Born into a multigenerational farm family during the Great Depression, he married my mom at 19 to build a life and a family.
So poor, he joked, they could carry their possessions in a bucket, the young couple worked their way to owning prosperous farmland, purchasing adjoining farms as they could.
It was a happy life, filled with work and accomplishment, but most of all family, and lots of friends in a beloved community.
“Next growing season, it might be us hurt by drought,” my father explained. “But I don’t want you to worry. I’m always thinking about how to be sure we stay ready for the next big change.”
And my mother says to this day she never did worry, even as those numbers on the balance sheet grew much higher than they’d once dreamed possible.
Dad was wise and steady, his focus on the big picture, always.
During a thread of conversation with our own friends last night, one mentioned that she remembers exploring the fields of our place with her own father, hunting arrowheads together, with our dad’s blessing.

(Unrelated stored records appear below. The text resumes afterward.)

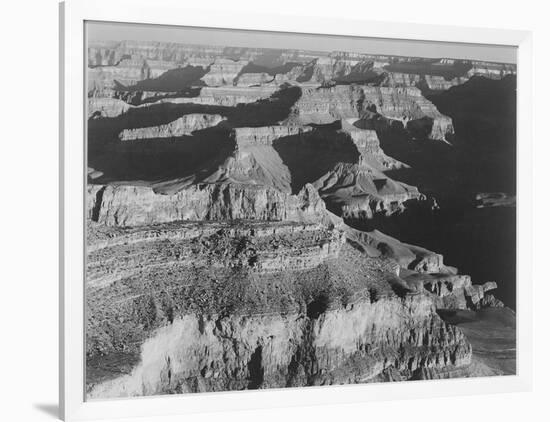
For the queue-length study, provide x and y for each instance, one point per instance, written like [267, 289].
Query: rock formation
[223, 184]
[184, 125]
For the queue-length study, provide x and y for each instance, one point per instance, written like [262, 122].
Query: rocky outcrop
[254, 79]
[106, 107]
[184, 125]
[221, 259]
[358, 191]
[274, 351]
[407, 105]
[223, 72]
[307, 308]
[121, 205]
[265, 135]
[227, 96]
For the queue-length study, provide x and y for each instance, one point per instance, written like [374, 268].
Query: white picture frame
[73, 15]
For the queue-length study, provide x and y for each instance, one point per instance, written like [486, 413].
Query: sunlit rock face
[236, 214]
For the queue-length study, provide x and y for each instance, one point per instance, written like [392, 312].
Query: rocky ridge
[241, 271]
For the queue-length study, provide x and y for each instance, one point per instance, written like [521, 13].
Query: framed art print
[259, 210]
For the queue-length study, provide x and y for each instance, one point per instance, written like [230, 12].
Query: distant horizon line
[90, 44]
[117, 32]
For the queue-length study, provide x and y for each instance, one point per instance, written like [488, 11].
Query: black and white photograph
[279, 210]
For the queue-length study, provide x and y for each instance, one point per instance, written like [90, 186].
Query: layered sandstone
[358, 191]
[404, 104]
[184, 125]
[122, 205]
[223, 72]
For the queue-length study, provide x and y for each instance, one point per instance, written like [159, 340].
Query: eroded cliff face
[403, 104]
[221, 185]
[289, 304]
[366, 342]
[123, 205]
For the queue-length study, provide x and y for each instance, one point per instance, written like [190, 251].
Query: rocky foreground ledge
[228, 305]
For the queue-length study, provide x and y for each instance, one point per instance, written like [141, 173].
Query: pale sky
[108, 31]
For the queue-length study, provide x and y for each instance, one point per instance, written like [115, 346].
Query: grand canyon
[266, 218]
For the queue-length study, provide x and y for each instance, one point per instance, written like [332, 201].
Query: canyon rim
[262, 217]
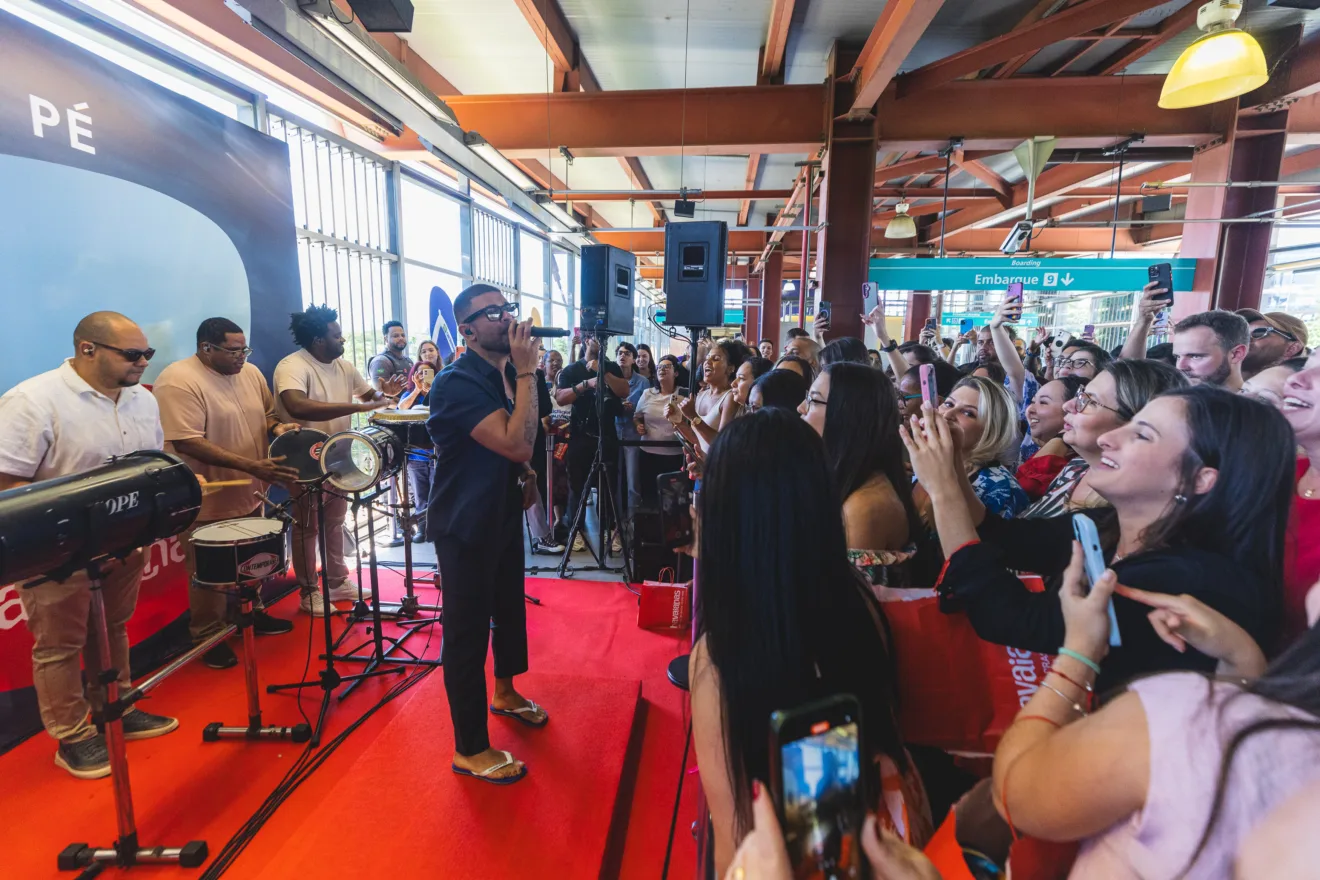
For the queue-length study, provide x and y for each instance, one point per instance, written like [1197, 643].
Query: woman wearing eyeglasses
[853, 408]
[1199, 482]
[1108, 401]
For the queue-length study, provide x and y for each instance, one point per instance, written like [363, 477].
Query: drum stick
[223, 484]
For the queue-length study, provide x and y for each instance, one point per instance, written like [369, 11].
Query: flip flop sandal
[486, 775]
[520, 714]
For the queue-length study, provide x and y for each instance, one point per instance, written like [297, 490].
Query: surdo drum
[357, 461]
[239, 550]
[301, 451]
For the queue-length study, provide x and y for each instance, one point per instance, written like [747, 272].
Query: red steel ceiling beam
[1061, 25]
[739, 120]
[1167, 29]
[1002, 189]
[1038, 12]
[702, 195]
[894, 36]
[573, 73]
[776, 40]
[1080, 111]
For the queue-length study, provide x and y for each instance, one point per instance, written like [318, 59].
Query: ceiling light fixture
[902, 226]
[1222, 63]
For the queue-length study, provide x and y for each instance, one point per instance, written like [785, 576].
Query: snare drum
[357, 461]
[239, 550]
[408, 425]
[301, 450]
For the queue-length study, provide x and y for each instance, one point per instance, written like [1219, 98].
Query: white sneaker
[346, 591]
[313, 604]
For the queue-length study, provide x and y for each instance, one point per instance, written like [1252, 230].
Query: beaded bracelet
[1084, 660]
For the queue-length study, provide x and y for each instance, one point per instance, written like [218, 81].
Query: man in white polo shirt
[218, 414]
[67, 421]
[318, 389]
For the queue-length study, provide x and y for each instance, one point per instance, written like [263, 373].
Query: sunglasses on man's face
[131, 355]
[493, 313]
[1261, 333]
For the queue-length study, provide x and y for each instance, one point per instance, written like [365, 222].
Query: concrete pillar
[845, 243]
[772, 293]
[919, 309]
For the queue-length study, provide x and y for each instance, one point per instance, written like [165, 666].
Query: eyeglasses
[1261, 333]
[493, 313]
[1085, 401]
[234, 352]
[131, 355]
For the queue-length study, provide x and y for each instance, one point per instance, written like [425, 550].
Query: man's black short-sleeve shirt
[474, 491]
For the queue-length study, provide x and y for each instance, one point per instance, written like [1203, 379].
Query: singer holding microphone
[483, 418]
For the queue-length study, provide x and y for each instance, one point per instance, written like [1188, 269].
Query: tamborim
[56, 527]
[301, 450]
[239, 550]
[357, 461]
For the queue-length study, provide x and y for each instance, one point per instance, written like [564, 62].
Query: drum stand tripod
[215, 731]
[126, 851]
[379, 655]
[329, 678]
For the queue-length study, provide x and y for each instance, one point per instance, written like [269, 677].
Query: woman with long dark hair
[646, 364]
[854, 409]
[1199, 482]
[1044, 453]
[782, 619]
[1108, 401]
[1168, 779]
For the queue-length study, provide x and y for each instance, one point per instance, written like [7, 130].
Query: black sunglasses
[493, 313]
[1261, 333]
[131, 355]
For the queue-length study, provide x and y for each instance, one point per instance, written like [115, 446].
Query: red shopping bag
[956, 691]
[663, 604]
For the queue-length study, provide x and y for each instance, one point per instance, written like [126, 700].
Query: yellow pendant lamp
[1225, 62]
[902, 226]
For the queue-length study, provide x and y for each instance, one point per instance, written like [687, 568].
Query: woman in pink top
[1168, 779]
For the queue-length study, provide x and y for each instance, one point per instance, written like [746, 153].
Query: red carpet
[441, 825]
[388, 786]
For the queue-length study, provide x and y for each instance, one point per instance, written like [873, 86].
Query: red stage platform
[597, 801]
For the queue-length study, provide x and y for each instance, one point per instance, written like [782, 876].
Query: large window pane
[432, 227]
[419, 282]
[532, 253]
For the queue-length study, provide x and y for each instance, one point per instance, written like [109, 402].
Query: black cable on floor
[308, 763]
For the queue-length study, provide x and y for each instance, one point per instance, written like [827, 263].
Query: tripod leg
[126, 851]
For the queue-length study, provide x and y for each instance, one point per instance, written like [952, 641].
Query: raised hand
[1085, 608]
[1184, 620]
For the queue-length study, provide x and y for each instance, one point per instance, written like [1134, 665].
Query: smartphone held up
[819, 788]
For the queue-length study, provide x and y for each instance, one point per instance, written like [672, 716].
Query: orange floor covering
[597, 801]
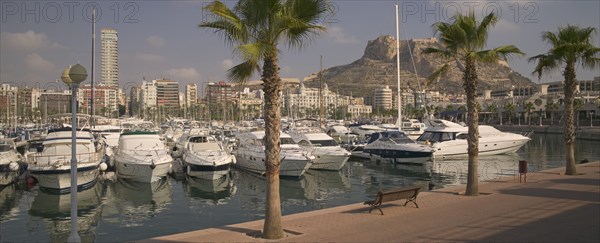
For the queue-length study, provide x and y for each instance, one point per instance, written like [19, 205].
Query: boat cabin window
[5, 148]
[436, 136]
[304, 143]
[286, 141]
[324, 143]
[462, 136]
[198, 140]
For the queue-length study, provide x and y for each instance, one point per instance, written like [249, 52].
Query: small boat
[52, 166]
[205, 157]
[11, 162]
[449, 139]
[413, 128]
[328, 153]
[341, 134]
[111, 136]
[396, 147]
[142, 156]
[250, 155]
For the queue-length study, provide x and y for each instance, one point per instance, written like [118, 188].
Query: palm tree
[255, 29]
[492, 109]
[462, 42]
[528, 108]
[551, 107]
[509, 108]
[570, 47]
[577, 106]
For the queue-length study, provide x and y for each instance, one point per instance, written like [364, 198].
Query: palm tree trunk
[470, 85]
[272, 228]
[569, 75]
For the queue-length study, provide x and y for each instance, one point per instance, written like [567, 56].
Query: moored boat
[52, 166]
[142, 156]
[449, 139]
[250, 155]
[205, 157]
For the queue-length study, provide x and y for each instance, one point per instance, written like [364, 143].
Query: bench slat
[409, 193]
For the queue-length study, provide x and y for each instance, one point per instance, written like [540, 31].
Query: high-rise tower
[110, 57]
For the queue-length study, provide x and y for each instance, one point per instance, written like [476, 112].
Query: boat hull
[329, 161]
[210, 165]
[142, 172]
[256, 163]
[207, 172]
[59, 179]
[459, 148]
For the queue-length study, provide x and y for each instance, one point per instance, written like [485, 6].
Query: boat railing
[142, 152]
[7, 154]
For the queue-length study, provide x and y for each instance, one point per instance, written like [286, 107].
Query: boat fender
[13, 166]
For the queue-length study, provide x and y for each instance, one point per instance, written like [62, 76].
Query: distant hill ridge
[377, 68]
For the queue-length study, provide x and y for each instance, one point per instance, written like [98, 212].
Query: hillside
[377, 67]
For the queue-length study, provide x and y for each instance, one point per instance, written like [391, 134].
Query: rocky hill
[377, 67]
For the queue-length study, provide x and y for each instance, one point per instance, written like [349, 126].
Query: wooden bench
[408, 193]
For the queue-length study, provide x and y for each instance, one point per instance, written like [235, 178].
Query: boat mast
[399, 121]
[92, 123]
[321, 94]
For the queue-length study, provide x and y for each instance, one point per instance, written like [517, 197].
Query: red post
[523, 170]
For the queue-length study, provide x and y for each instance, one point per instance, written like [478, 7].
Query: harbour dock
[549, 207]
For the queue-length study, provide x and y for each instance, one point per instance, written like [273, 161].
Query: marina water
[124, 211]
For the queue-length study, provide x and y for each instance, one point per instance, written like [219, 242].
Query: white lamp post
[72, 76]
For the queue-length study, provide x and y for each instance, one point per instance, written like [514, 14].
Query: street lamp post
[72, 76]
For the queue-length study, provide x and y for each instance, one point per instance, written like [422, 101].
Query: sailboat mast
[399, 121]
[92, 123]
[321, 94]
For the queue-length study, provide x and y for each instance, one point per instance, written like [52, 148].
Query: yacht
[449, 139]
[111, 136]
[341, 134]
[52, 166]
[328, 153]
[205, 157]
[413, 128]
[11, 162]
[142, 156]
[396, 147]
[250, 154]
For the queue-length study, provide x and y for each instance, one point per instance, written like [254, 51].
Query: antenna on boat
[92, 123]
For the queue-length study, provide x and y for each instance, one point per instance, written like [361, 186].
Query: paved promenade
[550, 207]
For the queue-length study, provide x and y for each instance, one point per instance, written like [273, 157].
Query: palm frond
[242, 72]
[438, 73]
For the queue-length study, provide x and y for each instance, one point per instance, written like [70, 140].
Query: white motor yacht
[52, 166]
[111, 136]
[396, 147]
[450, 139]
[341, 134]
[205, 157]
[142, 156]
[250, 155]
[328, 153]
[11, 162]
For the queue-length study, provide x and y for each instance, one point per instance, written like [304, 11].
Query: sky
[161, 39]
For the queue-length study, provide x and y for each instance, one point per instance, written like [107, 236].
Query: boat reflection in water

It made him so happy to welcome people onto that land, rich with native artifacts deep in the soil.
While others would have held visitors at bay, I remember Dad saying, “My only request is you stop by again sometime and show me what all you found. The coffee pot is always on!”
Not long ago, I had a chance conversation with one man who held my Dad in great regard and said he still hears people tell about some kindness our father offered, like welcoming a family to walk his newly plowed fields.
“I never had time to hunt arrowheads, and neither did he. We were too busy trying to make a farm pay for another farm.
“But, I did seek his advice many times, and we had some great conversations over coffee at that round table at your house.”
It was a wonderful place and time, and I know my parents were incredibly proud to have their names on the deed of such bountiful land.
But they were also wise enough to know there is great joy in sharing such a place, and wisdom in knowing it is ours only for the blink of an eye as the universe unfolds.